One of the documents sent to the U.S. District Court website and subsequently saved to ResetEra included an email from 2020 that Phil Spencer sent to chief marketing officers Chris Capossela and Takeshi Numoto. In Spencer’s own words, Nintendo is considered “THE prime asset” for Microsoft that would help the company maintain “consumer relevance.” At the time he wrote the email, Spencer had had “numerous conversations with the LT of Nintendo” about more collaboration. Spencer is seemingly still eying Nintendo for a possible merger and thinks these shares are the key, at least if he wants to do things amicably. Spencer admitted that if Microsoft is going to acquire Nintendo, it will have to play the long game since “hostile action” wouldn’t be wise.

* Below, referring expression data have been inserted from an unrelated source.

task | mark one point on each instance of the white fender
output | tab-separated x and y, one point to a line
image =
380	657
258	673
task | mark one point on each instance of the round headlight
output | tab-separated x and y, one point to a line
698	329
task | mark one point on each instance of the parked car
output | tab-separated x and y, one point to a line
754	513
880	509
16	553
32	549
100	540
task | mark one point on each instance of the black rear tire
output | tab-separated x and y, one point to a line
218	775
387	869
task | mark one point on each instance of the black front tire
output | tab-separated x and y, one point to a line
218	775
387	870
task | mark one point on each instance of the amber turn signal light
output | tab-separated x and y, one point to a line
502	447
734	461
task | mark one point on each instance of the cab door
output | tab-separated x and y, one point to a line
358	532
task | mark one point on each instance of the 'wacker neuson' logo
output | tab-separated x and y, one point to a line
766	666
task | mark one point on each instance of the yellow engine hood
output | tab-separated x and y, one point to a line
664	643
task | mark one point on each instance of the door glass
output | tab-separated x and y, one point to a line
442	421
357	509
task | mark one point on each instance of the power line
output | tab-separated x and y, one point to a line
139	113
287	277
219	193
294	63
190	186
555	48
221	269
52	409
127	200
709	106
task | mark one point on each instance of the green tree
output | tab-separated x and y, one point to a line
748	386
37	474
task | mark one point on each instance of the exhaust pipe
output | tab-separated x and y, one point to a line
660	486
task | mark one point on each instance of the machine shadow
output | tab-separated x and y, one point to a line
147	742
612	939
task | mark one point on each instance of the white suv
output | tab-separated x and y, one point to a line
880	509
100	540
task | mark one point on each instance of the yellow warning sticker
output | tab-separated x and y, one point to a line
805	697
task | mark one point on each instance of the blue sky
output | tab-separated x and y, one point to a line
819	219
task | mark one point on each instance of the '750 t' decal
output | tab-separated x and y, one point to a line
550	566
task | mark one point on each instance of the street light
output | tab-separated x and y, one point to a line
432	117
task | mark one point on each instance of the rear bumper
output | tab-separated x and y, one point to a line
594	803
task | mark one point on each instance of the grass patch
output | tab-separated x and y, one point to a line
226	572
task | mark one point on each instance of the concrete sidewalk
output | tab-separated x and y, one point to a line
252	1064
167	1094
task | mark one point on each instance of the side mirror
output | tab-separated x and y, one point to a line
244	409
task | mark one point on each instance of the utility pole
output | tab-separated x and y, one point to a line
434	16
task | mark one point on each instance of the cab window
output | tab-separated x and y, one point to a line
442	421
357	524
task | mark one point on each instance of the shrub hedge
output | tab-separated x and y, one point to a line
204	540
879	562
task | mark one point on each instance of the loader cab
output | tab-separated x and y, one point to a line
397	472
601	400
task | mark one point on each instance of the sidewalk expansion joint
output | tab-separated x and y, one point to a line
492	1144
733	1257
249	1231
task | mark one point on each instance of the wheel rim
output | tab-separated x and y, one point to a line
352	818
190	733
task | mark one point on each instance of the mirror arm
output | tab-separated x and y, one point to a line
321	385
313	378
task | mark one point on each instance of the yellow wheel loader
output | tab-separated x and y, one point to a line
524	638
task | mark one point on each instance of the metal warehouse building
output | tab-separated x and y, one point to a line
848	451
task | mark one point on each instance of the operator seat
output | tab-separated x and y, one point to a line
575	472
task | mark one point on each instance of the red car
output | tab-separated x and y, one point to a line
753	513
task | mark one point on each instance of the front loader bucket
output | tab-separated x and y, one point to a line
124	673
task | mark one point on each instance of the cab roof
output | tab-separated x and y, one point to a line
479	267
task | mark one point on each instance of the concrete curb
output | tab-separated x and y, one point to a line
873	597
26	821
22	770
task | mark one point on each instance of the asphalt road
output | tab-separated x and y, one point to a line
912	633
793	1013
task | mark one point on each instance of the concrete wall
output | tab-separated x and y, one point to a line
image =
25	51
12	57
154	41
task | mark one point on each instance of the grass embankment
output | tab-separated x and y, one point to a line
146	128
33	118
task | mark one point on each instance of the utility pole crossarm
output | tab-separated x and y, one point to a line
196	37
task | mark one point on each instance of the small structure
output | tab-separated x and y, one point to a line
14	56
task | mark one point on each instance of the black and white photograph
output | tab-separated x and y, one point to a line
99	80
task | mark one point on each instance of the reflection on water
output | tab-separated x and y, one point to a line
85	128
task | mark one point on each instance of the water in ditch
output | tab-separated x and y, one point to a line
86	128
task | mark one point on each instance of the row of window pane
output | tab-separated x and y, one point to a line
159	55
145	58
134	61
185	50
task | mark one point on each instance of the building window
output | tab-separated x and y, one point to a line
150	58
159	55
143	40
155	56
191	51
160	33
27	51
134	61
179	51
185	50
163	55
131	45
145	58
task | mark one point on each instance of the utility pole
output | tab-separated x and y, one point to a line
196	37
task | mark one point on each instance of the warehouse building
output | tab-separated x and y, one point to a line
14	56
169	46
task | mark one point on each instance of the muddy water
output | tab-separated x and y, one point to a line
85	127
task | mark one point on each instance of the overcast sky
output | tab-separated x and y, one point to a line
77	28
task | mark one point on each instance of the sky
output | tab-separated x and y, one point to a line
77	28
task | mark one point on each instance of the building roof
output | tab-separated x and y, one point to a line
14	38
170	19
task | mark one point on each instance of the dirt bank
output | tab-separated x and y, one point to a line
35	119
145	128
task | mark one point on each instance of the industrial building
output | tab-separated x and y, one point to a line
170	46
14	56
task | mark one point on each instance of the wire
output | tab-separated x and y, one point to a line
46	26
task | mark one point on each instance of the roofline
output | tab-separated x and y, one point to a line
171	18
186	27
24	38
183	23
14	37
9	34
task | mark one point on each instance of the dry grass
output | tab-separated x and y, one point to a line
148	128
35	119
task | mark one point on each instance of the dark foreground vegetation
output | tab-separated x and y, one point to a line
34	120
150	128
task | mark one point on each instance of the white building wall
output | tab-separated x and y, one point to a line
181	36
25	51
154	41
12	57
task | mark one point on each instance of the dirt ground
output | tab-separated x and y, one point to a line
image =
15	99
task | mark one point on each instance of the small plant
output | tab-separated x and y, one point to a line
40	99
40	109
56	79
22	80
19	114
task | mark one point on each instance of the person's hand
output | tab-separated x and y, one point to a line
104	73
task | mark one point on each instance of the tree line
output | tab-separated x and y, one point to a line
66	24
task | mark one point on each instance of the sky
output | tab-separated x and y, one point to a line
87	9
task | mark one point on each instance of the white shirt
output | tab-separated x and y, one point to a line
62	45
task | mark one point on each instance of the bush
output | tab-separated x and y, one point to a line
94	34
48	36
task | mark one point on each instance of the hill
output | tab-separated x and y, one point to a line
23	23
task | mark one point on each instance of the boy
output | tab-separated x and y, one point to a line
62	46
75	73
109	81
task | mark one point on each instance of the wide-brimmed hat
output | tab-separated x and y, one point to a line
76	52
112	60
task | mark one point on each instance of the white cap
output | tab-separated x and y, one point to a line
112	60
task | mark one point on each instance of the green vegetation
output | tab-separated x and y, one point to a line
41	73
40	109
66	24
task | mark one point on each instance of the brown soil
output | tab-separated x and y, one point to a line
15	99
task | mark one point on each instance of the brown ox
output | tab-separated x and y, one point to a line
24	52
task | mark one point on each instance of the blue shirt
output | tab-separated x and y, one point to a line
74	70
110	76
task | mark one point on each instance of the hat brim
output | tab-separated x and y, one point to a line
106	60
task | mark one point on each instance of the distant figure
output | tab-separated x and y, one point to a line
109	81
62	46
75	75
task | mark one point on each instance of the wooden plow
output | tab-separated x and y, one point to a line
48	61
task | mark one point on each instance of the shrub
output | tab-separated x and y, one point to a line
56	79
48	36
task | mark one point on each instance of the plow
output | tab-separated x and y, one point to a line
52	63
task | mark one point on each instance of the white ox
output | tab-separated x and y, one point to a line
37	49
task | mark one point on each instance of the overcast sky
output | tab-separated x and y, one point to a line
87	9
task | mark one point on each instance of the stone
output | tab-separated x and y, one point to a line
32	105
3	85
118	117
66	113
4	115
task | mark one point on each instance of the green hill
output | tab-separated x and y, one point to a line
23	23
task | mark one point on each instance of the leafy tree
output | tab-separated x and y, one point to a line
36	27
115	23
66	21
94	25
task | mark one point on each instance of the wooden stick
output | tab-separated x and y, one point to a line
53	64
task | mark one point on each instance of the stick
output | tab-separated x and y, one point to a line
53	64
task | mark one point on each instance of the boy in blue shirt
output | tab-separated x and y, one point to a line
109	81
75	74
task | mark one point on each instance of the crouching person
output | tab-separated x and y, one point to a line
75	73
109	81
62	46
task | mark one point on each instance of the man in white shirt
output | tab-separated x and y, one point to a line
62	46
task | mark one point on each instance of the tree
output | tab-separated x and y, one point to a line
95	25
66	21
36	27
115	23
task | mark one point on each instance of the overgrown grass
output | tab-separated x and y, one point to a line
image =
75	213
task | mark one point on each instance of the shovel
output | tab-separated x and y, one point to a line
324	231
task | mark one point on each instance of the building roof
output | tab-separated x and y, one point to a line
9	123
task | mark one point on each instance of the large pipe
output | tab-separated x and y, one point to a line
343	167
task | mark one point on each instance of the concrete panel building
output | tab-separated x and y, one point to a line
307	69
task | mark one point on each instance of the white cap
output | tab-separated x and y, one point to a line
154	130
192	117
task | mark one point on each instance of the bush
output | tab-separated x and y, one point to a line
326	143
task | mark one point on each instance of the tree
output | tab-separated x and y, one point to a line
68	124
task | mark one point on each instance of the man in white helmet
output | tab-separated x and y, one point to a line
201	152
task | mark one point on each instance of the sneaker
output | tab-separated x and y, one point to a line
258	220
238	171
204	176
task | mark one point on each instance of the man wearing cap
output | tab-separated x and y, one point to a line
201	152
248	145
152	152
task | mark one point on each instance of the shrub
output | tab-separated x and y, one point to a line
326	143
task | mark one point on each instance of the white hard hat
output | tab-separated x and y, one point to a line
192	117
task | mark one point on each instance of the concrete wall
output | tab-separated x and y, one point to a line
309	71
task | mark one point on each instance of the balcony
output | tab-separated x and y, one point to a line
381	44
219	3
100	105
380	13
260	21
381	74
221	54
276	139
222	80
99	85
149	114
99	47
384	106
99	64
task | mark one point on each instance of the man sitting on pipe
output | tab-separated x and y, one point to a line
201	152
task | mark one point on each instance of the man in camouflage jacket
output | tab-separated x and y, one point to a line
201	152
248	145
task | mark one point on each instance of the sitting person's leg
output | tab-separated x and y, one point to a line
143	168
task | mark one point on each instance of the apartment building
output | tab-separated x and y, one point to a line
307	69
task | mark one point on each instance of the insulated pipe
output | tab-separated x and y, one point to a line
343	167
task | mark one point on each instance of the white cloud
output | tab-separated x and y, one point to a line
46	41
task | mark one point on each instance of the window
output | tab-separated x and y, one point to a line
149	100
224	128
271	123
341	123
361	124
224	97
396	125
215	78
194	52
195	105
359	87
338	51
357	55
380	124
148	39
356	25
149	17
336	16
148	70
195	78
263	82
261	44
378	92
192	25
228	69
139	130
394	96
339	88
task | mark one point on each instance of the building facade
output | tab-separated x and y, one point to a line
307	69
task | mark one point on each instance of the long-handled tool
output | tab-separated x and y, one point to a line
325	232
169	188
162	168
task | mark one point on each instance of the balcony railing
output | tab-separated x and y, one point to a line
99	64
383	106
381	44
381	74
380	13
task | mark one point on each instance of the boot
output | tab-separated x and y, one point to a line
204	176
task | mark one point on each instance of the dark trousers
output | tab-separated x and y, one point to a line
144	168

In this email, Spencer also mentioned that Microsoft has looked into purchasing Valve, Warner Bros., and ZeniMax at various times. One month after he sent the email, Microsoft purchased ZeniMax, which probably gave Spencer hope of acquiring the other companies mentioned. He finished by saying that a merger with Nintendo would be a “career moment” and would be great for both companies, but it would probably take a while, as it would involve convincing Nintendo to move off their own hardware. Capossela agreed with Spencer’s sentiment and said Nintendo won’t sell to Microsoft until they see it as “a top company to sell to.” not unlike Mojang during that company’s merger. Unless “the timing and terms were right,” Microsoft probably won’t ever acquire companies such as Nintendo and Valve.